O empreendedor admite que investir nesse tipo de negócio foi praticamente “um tiro no escuro”, já que na época do surgimento da empresa esse mercado era incipiente e o tipo de serviço prestado não existia.

Segundo Bottini, apostar em novos conceitos traz desafios desconhecidos – diferente de um mercado já atendido, que requer basicamente qualidade e agilidade do empreendimento. No caso de um negócio completamente novo, não há concorrência, mas corre-se o risco de, eventualmente, tentar estimular um mercado que não se desenvolverá.

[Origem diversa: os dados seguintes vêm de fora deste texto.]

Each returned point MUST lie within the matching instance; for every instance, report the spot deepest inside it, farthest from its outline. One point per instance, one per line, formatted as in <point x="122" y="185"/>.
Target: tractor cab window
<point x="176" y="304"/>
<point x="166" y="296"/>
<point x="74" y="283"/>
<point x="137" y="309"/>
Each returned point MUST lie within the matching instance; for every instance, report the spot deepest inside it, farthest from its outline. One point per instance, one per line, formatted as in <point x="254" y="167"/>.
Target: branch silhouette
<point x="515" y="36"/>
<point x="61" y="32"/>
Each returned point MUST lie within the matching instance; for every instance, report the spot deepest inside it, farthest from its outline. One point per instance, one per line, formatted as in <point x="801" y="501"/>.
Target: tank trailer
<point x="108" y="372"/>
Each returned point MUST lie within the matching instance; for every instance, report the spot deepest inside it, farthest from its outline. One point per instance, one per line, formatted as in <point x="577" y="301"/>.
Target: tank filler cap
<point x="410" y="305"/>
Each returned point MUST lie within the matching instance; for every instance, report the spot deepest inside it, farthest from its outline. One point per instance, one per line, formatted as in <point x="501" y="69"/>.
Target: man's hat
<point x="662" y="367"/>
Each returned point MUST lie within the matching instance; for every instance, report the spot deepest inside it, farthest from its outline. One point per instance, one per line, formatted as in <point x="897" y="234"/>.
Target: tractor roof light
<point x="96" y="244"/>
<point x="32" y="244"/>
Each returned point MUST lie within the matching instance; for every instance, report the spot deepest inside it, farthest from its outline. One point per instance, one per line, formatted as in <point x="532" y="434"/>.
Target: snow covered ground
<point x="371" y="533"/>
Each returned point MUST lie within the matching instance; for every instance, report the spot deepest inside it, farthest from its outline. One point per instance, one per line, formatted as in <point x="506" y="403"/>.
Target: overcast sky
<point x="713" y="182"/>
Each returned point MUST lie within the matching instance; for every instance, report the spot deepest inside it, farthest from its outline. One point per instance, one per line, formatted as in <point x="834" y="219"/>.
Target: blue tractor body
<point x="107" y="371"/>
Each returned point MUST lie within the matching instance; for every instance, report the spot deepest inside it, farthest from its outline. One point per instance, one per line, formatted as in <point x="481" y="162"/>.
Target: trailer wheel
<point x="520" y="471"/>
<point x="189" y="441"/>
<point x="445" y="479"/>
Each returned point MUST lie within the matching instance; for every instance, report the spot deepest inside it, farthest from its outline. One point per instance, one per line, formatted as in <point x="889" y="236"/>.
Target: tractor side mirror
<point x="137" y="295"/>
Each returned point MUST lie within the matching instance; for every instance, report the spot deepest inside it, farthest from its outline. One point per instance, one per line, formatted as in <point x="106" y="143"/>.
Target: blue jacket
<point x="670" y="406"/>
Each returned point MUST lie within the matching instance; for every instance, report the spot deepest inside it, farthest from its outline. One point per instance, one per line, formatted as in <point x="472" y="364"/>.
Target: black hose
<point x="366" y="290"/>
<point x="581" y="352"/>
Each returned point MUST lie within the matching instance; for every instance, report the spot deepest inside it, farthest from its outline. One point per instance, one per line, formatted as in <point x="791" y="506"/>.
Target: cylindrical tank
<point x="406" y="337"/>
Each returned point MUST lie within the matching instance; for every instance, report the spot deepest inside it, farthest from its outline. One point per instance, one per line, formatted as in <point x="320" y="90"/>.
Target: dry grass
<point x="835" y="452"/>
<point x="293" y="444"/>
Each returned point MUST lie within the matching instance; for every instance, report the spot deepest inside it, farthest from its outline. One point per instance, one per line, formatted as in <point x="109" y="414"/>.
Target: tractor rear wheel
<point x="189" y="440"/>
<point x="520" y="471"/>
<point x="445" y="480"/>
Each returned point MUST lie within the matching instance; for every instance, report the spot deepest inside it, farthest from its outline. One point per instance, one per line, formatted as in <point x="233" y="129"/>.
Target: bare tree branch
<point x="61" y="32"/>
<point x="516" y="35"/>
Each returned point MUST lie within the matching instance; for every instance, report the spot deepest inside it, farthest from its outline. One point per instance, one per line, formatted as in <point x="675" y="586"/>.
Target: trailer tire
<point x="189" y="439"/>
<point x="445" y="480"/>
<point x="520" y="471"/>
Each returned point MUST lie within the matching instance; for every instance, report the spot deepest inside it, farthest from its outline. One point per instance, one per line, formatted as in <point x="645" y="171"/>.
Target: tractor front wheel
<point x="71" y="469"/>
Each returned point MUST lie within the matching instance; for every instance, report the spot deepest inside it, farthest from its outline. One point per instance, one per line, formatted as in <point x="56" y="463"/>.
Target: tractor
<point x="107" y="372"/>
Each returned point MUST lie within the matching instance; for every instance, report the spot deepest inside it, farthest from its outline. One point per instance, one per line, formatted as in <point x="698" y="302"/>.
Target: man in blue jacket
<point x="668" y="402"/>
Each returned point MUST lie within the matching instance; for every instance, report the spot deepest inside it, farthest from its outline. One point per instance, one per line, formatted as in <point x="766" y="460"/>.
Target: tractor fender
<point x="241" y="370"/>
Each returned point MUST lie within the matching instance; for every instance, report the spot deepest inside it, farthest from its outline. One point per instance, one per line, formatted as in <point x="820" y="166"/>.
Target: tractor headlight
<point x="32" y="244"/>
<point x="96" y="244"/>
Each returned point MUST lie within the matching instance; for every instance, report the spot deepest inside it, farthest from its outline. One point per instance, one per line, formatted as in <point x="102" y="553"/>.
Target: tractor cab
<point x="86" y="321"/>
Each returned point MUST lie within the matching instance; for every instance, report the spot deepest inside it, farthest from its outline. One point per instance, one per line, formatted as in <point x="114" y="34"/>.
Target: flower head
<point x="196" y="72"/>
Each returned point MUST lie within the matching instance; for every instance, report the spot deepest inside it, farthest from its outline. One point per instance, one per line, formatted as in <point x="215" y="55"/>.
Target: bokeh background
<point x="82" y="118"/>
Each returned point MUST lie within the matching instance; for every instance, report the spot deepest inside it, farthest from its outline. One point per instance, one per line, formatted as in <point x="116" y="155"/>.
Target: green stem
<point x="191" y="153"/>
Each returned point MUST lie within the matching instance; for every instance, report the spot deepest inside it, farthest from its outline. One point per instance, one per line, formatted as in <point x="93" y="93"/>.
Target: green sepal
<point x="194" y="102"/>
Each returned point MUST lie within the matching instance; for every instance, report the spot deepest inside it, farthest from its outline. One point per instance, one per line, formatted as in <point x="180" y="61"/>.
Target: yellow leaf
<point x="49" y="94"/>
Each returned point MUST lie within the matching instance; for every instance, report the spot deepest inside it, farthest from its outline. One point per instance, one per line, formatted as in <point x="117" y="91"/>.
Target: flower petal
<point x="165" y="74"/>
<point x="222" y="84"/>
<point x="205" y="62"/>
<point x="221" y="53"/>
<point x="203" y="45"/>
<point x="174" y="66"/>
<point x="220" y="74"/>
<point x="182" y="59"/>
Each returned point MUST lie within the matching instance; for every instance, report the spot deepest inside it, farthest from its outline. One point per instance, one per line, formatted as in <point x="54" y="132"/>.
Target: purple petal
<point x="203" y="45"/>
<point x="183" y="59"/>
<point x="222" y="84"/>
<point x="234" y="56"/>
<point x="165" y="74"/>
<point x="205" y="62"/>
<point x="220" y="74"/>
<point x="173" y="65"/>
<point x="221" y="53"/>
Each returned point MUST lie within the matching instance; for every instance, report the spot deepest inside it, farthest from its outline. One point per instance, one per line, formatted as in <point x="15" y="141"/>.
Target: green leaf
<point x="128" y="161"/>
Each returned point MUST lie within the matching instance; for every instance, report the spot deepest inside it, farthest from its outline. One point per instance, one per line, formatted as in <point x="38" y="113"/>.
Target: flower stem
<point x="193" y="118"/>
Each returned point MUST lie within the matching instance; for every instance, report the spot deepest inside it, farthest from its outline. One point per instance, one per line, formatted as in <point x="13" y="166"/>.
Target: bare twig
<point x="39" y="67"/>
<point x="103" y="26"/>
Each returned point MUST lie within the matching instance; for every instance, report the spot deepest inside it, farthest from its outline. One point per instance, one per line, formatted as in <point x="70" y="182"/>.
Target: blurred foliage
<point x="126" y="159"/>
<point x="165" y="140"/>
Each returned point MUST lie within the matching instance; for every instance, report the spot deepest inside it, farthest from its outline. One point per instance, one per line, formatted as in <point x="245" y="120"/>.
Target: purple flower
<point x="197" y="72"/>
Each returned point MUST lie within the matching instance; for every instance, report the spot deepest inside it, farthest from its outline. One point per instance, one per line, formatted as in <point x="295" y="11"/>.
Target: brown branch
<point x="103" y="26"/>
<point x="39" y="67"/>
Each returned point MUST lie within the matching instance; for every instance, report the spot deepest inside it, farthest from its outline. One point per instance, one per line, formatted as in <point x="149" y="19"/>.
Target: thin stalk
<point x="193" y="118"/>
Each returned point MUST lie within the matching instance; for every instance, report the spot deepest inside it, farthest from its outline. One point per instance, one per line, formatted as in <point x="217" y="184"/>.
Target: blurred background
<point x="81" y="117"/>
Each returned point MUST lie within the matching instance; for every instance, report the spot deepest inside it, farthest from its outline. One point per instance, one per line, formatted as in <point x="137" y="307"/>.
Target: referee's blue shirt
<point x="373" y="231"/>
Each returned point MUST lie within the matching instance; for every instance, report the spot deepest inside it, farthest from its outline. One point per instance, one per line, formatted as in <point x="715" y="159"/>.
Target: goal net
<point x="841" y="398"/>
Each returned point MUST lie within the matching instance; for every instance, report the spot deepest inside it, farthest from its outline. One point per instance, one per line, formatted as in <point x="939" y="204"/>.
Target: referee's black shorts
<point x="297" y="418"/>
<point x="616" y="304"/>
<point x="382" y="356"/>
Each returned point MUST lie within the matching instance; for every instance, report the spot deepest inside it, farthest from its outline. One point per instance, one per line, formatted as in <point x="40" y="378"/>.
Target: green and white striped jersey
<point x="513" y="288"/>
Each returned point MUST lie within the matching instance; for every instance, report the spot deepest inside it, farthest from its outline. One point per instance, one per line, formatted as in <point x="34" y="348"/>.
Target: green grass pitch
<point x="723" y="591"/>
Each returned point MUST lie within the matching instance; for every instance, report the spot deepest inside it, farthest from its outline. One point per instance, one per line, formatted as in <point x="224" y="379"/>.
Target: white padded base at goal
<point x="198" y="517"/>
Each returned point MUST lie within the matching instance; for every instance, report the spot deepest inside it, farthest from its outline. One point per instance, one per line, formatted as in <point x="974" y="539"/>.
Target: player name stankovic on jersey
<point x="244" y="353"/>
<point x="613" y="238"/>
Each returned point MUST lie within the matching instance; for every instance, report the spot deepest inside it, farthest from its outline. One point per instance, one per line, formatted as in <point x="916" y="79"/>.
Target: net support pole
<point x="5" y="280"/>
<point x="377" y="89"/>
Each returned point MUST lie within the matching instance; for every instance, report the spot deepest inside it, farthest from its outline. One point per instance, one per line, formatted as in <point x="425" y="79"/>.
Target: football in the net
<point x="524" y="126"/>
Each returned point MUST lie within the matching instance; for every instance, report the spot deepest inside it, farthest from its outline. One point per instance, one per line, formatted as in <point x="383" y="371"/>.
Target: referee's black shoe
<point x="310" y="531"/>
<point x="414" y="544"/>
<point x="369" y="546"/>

“Fizemos algumas apostas diante da leitura da crescente rigidez do ambiente regulatório. Mas a solução não é fácil de ser explicada e apreendida, depende do amadurecimento do mercado. Após compartilhar a percepção de que é importante neutralizar emissões, ainda preciso convencer esses clientes a realizar o processo com a minha empresa – gerar primeiro o mercado para depois trazer a demanda para nosso serviço”, pontua.

Davi e Golias no mesmo barco

Considerando-se que os dilemas socioambientais da atualidade não discriminam empresas por setor ou tamanho, ações conjuntas podem resultar num efeito dominó de impactos positivos. Para isso, no entanto, a consciência sobre o tema e a tomada de decisão devem partir de todos os lados. “A adesão das grandes empresas e a forma como vão integrar a sustentabilidade em sua estratégia são fatores determinantes neste momento. Como as pequenas estão no encadeamento produtivo das maiores, precisarão se adequar”, ressalta Suênia, do Sebrae.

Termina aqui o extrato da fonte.